Listen, it’s common sense here.  The only way to get a quick wiretap is to have the power of a anticipatory warrant.  As Orin Kerr explains here, this is a warrant in which the wiretap is immediately approved if several triggers occur:

What’s going on? As with everything about this program, we can’t be sure; we don’t know the facts, so we’re stuck with making barely-educated guesses. But it sounds to me like the FISA Court judges have agreed to issue anticipatory warrants. The traditional warrant process requires the government to write up the facts in an application and let the judge decide whether those facts amount to probable cause. If you were looking for a way to speed up that process — and both sides were in a mood to be “innovative” — one fairly straightfoward alternative would be to use anticipatory warrants.

An anticipatory warrant lets the government conduct surveillance when a specific set of triggering facts occurs. The judge agrees ahead of time that if those facts occur, probable cause will exist and the monitoring can occur under the warrant. The idea is that there isn’t enough time to get a warrant right at that second, so the warrant can be “pre-approved” by the Judge and used by the government when the triggering event happens.

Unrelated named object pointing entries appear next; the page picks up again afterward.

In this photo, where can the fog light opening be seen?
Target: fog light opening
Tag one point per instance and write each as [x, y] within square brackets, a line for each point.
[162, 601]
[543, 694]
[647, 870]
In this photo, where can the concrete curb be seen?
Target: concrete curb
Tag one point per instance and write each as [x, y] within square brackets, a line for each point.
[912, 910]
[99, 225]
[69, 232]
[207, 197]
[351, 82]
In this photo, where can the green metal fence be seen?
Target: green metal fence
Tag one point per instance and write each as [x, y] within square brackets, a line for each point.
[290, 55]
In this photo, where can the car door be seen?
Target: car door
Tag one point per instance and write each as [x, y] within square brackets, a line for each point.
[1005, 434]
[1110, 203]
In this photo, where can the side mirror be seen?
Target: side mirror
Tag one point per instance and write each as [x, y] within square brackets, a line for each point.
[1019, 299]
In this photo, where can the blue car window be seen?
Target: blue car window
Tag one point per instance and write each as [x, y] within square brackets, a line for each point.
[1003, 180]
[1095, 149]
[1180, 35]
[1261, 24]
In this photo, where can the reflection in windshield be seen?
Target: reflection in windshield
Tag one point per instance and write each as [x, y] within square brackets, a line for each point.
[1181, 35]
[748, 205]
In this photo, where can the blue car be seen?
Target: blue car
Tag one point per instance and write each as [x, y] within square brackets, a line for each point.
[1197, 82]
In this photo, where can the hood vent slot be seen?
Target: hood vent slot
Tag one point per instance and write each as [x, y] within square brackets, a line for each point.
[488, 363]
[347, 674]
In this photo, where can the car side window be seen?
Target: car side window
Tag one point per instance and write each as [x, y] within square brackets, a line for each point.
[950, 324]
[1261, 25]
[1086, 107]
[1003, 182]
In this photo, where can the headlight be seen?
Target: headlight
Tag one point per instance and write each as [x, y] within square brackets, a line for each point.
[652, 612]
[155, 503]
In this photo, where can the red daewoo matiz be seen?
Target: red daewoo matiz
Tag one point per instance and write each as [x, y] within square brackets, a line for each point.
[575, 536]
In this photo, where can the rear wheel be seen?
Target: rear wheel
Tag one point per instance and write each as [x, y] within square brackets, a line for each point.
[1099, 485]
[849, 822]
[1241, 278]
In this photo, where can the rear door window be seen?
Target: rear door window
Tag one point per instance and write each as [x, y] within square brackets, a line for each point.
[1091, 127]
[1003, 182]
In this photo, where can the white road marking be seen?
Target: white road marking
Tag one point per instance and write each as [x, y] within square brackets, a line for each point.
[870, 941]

And guess what?  According to Orin, the Supreme Court, for the first time, has approved anticipatory warrants:

What’s the mystery legal development that helped make this possible? If my guesses are on the right track, it’s probably the Supreme Court’s decision in United States v. Grubbs, which was handed down on March 21, 2006. The Grubbs case is the first Supreme Court decision approving the use of anticipatory warrants.

Ta Da!

Common sense here people.  All those on the left putting their hands up in the air in victory better chill, as well as those on the right wailing that we have lost.  Neither is true.  What IS true tho, is that the Country now has a wiretap law, within FISA, that will allow quick wiretaps of calls into and out of the US by terrorists.

This, my friends, is a good thing.

To think some of you believe that Bush would just capitulate on something this important….give me a break.


Shane Harris at Defense Tech has some comments on the AG’s briefing to Congress:

Gonzales also said that the administration submitted an “application” for this order to the judge, and that it was “innovative.” To the first part—application—this raises the question, which the Justice Department hasn’t answered, of whether this recent order applied to one particular intercept, to more than one, or to the entire program. Sen. Schumer pressed Gonzales for some specificity on this point, but the attorney general declined to discuss what he said were “operational details” of the matter. But reading between the lines a bit, I suspect that Gonzales means the administration has come up with an application for electronic surveillance, one that that fits the special parameters of the NSA program, and that this “innovative” application is different from a traditional FISA application. “It took some time for a judge to get comfortable” with this application, Gonzales said, which I think implies that this application is, indeed, unusual. Whether it will be used on a case-by-case basis, or whether it will cover any and all surveillance conducted under the parameters of the NSA program is unclear. But presumably, if a judge has found this new application acceptable, and has ruled that it does work under the intelligence surveillance law, then the administration would use it again if necessary.

More evidence that this is not some cookie cutter program designed to hinder our ability to gather intelligence.  Quite the contrary.